Mitake-juku (御嶽宿, Mitake-juku) was the forty-ninth of the sixty-nine stations of the Nakasendō connecting Edo with Kyoto in Edo period Japan. It is located in former Mino Province in what is now part of the town of Mitake, Kani District, Gifu Prefecture, Japan. Travelers often came straight to Mitake-juku to avoid the difficult paths near Hosokute-juku.

==History==
The temple of Gankō-ji (願興寺) was founded by Saichō, the founder of Tendai Buddhism in Japan in 815 AD, and Mitake-juku grew as a temple town in front of the gates of this temple. It was thus a station on the ancient Tōsandō highway long before the creation of the Nakasendō. The area was devastated by floods in 995 AD, but the temple and settlement were spared - a fact commemorated in a festival to this date. The temple was repeatedly destroyed by natural disasters and by wars, the last of which was during fighting between Takeda Shingen and Oda Nobunaga in 1572. Many of the structures of the temple date to the late Sengoku period or early Edo period. When the system of post stations on the Nakasendō was formalized by the Tokugawa shogunate in 1602, and Mitaka-juku became a stopping place for traveling merchants and for various western daimyō on the sankin-kōtai to-and-from the Shogun's court in Edo. Sekigahara is 443 kilometers from Edo.

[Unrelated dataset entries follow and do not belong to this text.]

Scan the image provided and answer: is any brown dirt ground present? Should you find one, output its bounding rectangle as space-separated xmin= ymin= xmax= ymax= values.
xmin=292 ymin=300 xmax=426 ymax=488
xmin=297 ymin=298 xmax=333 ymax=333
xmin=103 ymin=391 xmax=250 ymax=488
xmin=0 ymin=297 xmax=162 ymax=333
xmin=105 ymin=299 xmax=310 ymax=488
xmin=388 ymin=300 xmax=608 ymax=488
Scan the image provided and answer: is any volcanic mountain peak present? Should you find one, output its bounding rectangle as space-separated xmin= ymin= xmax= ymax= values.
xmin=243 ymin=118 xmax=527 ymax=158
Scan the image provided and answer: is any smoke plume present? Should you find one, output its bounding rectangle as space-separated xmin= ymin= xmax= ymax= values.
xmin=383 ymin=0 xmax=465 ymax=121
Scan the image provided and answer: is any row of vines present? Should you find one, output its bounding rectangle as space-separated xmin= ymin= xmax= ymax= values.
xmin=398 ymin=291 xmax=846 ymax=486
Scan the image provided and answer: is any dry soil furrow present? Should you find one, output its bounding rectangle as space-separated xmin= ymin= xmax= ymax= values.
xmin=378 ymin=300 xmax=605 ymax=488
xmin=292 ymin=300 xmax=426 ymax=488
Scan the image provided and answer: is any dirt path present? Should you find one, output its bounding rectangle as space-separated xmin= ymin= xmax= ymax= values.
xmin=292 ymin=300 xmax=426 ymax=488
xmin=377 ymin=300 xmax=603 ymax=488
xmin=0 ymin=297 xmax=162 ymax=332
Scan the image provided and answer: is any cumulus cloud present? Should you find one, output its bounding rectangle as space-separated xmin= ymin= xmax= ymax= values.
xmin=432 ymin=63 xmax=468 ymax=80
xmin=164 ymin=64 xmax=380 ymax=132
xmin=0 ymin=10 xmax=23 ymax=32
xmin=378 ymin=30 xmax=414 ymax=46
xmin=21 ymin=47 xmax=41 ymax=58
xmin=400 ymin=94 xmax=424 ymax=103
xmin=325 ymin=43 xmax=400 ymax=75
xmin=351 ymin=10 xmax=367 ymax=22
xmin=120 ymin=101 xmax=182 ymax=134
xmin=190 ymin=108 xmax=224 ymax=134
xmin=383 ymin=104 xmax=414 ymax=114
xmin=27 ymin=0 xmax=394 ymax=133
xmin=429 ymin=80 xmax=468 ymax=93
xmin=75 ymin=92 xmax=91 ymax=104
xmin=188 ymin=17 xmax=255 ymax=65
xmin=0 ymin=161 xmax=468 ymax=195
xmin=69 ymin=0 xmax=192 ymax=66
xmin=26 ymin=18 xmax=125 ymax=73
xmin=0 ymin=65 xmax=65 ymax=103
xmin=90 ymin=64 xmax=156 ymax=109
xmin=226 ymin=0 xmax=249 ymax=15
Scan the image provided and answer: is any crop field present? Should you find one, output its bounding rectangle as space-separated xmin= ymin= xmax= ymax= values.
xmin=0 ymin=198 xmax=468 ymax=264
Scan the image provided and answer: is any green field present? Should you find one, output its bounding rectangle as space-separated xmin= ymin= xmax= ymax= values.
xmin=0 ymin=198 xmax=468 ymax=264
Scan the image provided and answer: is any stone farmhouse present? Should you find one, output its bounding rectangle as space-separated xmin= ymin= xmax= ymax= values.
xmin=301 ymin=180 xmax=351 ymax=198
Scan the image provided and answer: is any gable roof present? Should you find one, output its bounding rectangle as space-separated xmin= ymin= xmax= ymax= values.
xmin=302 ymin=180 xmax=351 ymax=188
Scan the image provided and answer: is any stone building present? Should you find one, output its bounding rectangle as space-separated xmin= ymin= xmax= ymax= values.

Per the 1843 "中山道宿村大概帳" (Nakasendō Shukuson Taigaichō) guidebook issued by the Inspector of Highways (道中奉行, Dōchu-būgyō), the town had a population of 600 people in 66 houses, including one honjin, one waki-honjin, and 28 hatago. Mitake-juku is 376.4 kilometers from Edo.

Modern Mitake-juku is fairly well-preserved. The honjin (built in 1742) and several machiya, including the Tateya hatago (built in 1877) still survives, as does the teahouse which was the subject of Hirsohige's print. Mitake-juku has a local museum, the Nakasendō Mitake-kan (中山道みたけ館) with documents and displays pertaining to the history of the post station.

== Mitake-juku in The Sixty-nine Stations of the Kiso Kaidō==
Utagawa Hiroshige's ukiyo-e print of Mitake-juku dates from 1835 -1838. The print depicts travelers preparing to depart the station in the early morning. A notice on the front of the open-fronted teahouse proclaims "kichinyago", which was a restaurant with cheap lodgings. Inside are four travelers around a large cauldron, one of whom is talking with the mistress of the house, and on the porch is a man tying on his sandals. Outside, a woman, possibly a vendor, has two buckets suspended from a pole on her shoulder, while an old woman nearby is rubbing out a bucket by a stream. In the distance, a heavily laden man struggles up the hill, and Mount Ontake can be seen as a shadow in the far distance.